Minha mente não pára, não pára, não pára, não pára... Faz tempo que algo não me despertava tantos novos estímulos como o texto de Sarah Kane e a plasticidade de Krzysztof Warlikowski na peça teatral
Purificados. Saí do teatro há pouco e ainda não me sinto firmemente em mim - deixei muitos pedaços meus desabando e agora estou num estado entorpecente que beira a paz do desespero. Paz por saber que, em meio a tanto lixo cultural, ainda existem coisas que me fazem pulsar e pulsar e pulsar (e exterminam a minha prepotência em achar que já vi ou já provei de tudo e, por isso, a minha resignação). Desespero por sentir tão visceralmente os tormentos, as angústias do universo de Kane.
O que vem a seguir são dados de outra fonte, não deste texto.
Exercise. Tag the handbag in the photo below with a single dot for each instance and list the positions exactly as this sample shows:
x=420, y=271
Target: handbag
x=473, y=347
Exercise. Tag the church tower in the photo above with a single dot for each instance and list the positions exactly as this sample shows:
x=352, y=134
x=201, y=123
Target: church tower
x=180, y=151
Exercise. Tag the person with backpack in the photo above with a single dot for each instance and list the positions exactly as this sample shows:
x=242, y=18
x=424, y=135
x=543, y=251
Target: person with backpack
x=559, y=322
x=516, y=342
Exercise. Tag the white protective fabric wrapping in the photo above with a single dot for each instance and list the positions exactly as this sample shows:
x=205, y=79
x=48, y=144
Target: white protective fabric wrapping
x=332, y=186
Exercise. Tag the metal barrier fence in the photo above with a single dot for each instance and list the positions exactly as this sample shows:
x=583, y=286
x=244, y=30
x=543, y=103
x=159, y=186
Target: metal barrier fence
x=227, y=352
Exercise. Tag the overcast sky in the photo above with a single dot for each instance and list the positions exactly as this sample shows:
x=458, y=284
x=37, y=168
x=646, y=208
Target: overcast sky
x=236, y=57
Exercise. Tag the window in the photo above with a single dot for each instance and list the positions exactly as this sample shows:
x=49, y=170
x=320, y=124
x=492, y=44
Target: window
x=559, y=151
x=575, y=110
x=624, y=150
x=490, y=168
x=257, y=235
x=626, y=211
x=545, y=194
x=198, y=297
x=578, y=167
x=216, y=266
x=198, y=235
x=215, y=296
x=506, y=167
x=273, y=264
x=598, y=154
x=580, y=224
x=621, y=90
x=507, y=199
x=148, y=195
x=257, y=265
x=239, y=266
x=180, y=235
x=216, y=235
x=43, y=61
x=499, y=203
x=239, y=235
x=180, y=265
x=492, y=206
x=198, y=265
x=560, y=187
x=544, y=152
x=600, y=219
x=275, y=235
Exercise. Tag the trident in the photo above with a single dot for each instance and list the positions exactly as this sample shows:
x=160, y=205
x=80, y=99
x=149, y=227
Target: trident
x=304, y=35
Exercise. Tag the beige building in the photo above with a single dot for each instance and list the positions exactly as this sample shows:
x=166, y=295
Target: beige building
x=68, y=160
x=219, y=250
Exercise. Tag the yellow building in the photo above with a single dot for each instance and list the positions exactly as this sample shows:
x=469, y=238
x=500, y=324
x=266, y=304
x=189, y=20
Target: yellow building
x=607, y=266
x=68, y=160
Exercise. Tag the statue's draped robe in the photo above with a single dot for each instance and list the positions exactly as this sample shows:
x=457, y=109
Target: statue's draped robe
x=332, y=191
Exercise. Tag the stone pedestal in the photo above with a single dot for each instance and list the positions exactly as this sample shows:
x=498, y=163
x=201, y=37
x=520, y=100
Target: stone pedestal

Enxerguei naquela peça uma retrospectiva de minhas leituras (escritas e iconográficas): vi o universo dos estranhos de Diane Arbus (e foi a arte dela que me fez gostar tanto da estranheza); senti a fragilidade e a delicadeza das metáforas de Susan Glaspell; Anaïs Nin estava ali na linguagem sinestésica, na sensorialidade e na sensualidade, nas cores tão pontuadas pela iluminação (e ao longo da peça, veio-me inúmeras vezes excertos do livro A casa do Incesto, era como se eu estivesse vendo os parágrafos que li do livro da Anaïs); nunca me fora tão perceptível uma consonância como a que eu fiz entre os poemas de Ana Cristina César e a linguagem, que muitas vezes chega a ser prosa-poética, de Kane. Sem falar que a toda hora eu pensava que havia alguma coisa ali que resgatava no meu íntimo sensações a la Sylvia Plath (e sua Lady Lazarus) e a la Virginia Woolf (especialmente no livro As Ondas).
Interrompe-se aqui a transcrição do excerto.